DataVis_KsPlot_DistMat
A folder that contains the script, input files, and output files for everything calculated and visualized in R
D_ang_R_Dryad.R
R scripts that
- makes the map figure from GBIF data
- makes the figure of the % heterozygous loci vs. % Allele divergence
- makes the Ks plots
- calculates the pairwise distance matrix
anglica_rot_lin_inttiled.pdf
the output of the map figure script
4_Summary_table_combined.csv
the HybPhaser output reformated slightly for making the figure of heterozygous loci and allele divergence
ks_files
This folder contains the ks (ks_yn) files calculated for each sample in the Ks plots
It also contains a text document which is a match up between file name and species name
This is all for use with the D_ang_R_Dryad Ks plot visualization section.
KsPlot_Grid.pdf and KsPlot_Grid2.5.pdf
The output of the Ks Plot script with 2 different axes
1000_noamb
The cleaned fasta alignments of all genes used for calculating the pairwise distance between samples.

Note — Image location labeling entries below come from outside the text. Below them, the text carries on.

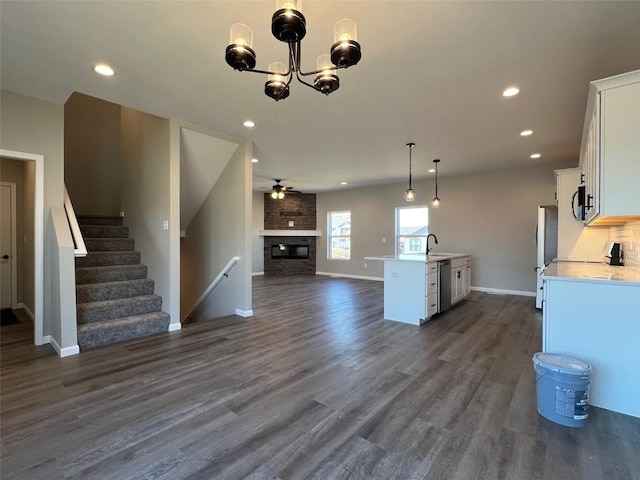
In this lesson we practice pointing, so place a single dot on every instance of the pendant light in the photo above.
(436, 200)
(410, 194)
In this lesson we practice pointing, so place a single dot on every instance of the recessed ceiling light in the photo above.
(511, 91)
(104, 69)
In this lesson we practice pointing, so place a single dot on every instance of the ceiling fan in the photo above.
(278, 190)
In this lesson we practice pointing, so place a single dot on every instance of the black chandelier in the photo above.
(289, 26)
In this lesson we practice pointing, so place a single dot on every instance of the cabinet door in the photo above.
(591, 164)
(619, 147)
(467, 281)
(457, 284)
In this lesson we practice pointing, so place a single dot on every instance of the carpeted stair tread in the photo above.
(109, 258)
(115, 300)
(110, 273)
(109, 244)
(117, 308)
(96, 292)
(99, 220)
(104, 231)
(92, 335)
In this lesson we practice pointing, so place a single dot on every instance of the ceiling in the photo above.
(431, 73)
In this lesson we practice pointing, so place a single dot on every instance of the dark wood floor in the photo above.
(315, 386)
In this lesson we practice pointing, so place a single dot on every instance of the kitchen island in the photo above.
(412, 285)
(592, 312)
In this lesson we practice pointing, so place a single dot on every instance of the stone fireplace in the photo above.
(290, 235)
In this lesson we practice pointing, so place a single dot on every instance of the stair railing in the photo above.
(224, 273)
(79, 248)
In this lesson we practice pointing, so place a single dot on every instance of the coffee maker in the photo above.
(613, 254)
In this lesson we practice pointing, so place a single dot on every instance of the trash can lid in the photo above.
(562, 363)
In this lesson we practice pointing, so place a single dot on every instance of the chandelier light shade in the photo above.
(410, 194)
(240, 54)
(276, 86)
(436, 200)
(289, 26)
(345, 52)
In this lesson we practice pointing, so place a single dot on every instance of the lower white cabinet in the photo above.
(598, 322)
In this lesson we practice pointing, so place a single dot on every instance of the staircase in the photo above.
(115, 299)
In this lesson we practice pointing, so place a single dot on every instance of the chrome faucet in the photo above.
(436, 240)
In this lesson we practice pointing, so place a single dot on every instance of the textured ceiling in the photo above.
(432, 73)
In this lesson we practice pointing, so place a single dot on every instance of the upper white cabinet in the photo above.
(610, 152)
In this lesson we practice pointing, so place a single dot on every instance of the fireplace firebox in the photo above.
(288, 251)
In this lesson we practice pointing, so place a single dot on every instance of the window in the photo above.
(339, 241)
(412, 228)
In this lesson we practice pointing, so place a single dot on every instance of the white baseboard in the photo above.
(22, 306)
(344, 275)
(500, 291)
(63, 352)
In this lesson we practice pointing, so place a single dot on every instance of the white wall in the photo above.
(146, 193)
(221, 230)
(33, 126)
(257, 242)
(60, 290)
(491, 215)
(92, 154)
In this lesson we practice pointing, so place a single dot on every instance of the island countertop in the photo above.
(591, 272)
(432, 257)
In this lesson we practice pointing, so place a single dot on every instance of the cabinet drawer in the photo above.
(432, 305)
(432, 283)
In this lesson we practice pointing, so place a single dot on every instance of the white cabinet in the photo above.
(431, 294)
(609, 151)
(597, 322)
(460, 279)
(404, 291)
(466, 288)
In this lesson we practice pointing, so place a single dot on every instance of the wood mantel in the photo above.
(289, 233)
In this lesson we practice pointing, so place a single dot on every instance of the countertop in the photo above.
(592, 272)
(433, 257)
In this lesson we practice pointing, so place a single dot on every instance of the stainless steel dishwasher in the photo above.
(444, 285)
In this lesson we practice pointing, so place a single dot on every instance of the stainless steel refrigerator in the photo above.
(546, 243)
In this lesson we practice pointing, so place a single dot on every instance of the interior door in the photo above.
(6, 244)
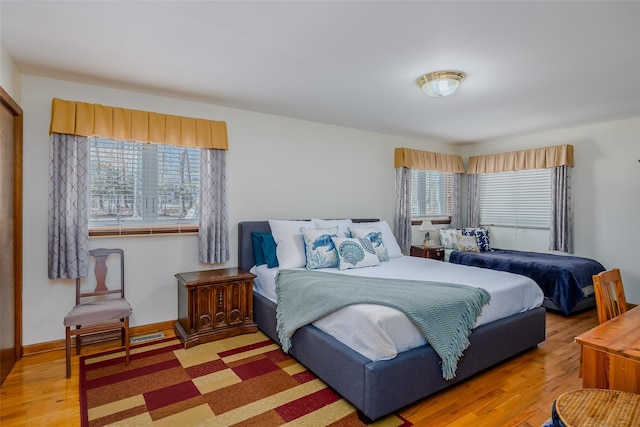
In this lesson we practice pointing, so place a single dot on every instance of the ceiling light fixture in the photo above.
(441, 83)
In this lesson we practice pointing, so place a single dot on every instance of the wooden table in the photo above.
(214, 304)
(433, 252)
(610, 355)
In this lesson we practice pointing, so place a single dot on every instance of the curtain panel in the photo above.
(456, 209)
(68, 222)
(473, 200)
(213, 231)
(402, 221)
(95, 120)
(537, 158)
(561, 233)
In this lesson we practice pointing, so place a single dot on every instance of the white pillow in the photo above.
(320, 251)
(342, 225)
(449, 237)
(393, 249)
(289, 243)
(355, 253)
(375, 237)
(467, 243)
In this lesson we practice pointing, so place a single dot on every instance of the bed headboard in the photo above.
(246, 259)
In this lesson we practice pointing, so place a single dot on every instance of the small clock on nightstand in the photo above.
(433, 252)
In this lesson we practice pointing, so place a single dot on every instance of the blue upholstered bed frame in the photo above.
(379, 388)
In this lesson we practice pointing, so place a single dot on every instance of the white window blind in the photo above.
(516, 199)
(139, 184)
(431, 194)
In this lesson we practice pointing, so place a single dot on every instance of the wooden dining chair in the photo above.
(609, 293)
(101, 309)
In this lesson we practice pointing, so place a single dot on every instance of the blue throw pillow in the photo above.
(269, 250)
(258, 252)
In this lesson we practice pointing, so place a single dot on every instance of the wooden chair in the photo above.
(98, 310)
(609, 293)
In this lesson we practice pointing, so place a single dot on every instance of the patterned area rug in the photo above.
(241, 381)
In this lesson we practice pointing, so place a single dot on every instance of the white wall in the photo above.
(285, 168)
(606, 184)
(10, 76)
(276, 168)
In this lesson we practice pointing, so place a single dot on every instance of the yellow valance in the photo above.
(427, 160)
(95, 120)
(537, 158)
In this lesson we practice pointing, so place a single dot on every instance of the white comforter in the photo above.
(380, 332)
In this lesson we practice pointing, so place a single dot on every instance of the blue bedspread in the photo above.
(560, 277)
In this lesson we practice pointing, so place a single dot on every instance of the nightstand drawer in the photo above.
(433, 252)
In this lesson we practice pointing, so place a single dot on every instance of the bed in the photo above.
(565, 280)
(379, 387)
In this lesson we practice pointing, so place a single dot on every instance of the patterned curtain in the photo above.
(561, 233)
(456, 209)
(473, 200)
(214, 231)
(68, 208)
(403, 208)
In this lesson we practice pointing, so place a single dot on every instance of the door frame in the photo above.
(8, 103)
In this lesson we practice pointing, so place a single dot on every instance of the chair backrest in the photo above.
(100, 256)
(609, 293)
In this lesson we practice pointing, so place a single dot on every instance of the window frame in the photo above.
(524, 201)
(147, 224)
(448, 197)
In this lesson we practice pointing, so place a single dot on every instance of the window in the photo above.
(142, 185)
(431, 194)
(516, 199)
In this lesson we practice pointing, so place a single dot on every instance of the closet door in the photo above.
(10, 233)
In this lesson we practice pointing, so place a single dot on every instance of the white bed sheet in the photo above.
(380, 333)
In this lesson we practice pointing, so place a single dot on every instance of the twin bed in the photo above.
(565, 280)
(372, 354)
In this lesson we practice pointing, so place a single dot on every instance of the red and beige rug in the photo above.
(241, 381)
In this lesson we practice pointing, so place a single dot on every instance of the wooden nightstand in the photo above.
(214, 304)
(433, 252)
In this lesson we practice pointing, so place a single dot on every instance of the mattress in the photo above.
(380, 332)
(564, 279)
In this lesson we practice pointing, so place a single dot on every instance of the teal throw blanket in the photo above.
(445, 313)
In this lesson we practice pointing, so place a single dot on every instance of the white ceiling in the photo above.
(531, 65)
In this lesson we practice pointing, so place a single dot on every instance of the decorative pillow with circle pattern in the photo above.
(448, 237)
(467, 243)
(482, 237)
(355, 253)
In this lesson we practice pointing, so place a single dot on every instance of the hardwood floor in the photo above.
(518, 392)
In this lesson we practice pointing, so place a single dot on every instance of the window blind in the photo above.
(516, 199)
(431, 193)
(139, 184)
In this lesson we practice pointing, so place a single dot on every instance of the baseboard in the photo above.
(112, 335)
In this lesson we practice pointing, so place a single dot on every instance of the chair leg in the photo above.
(78, 342)
(126, 340)
(68, 351)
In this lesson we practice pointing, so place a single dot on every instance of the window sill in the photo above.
(433, 221)
(142, 231)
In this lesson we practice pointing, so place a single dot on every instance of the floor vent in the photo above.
(150, 337)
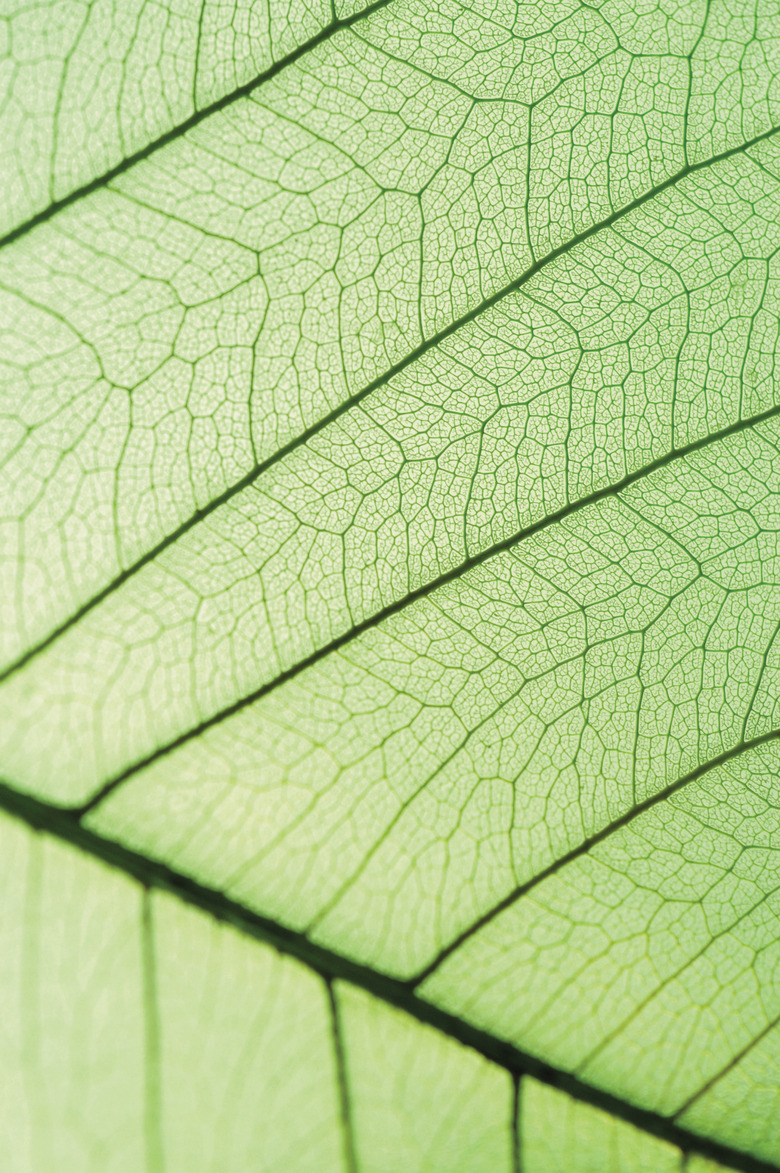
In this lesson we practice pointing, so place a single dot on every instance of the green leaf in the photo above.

This is the input for calculating the distance matrix
1000_noamb_matrix
An output of the Rscript -- The pairwise distance matrices for each gene in 1000_noamb
1000_noamb_dist_mat.csv
All the gene pairwise matrices flattened into one table
Each column is a gene
Each row is the distance between two samples
1000_noamb_mean_dist_mat.csv
the mean pairwise distance across all genes
1000_noamb_median_dist_mat.csv
the median pairwise distance across all genes
rbcL_and_ITS
This folder contains the alignments for rbcL and ITS.
Full_rbcL_alignment.txt
The alignment of all rbcL samples longer than 300 bps
Final_rbcL_alignment.txt
The alignment of the final rbcL samples presented after filtering
Full_rRNA_variants.txt
The alignment of the ITS and rRNA for all samples.
rRNA_alignment.vcf
The variants called against MT784099.1 ITS from Drosera rotundifolia
FrozenScripts
Folder containing the two frozen copies of the phylogenomic_dataset_construction scripts
from https://bitbucket.org/yanglab/phylogenomic_dataset_construction/src/master/ used
in this analysis. v1 was used for the cleaning of RM207A, RM208A, RM209A, RM210A, RM214,
RM217, RM218, RM240, RM241, RM242, and for transcriptome assembly for all transcriptomes.
v2 was used for cleaning the remaining samples and for post-assembly processing.
Changes after Mar 10, 2025:
Nov 2025: Added the folder rbcL_and_ITS and frozen copies of scripts used in analyses.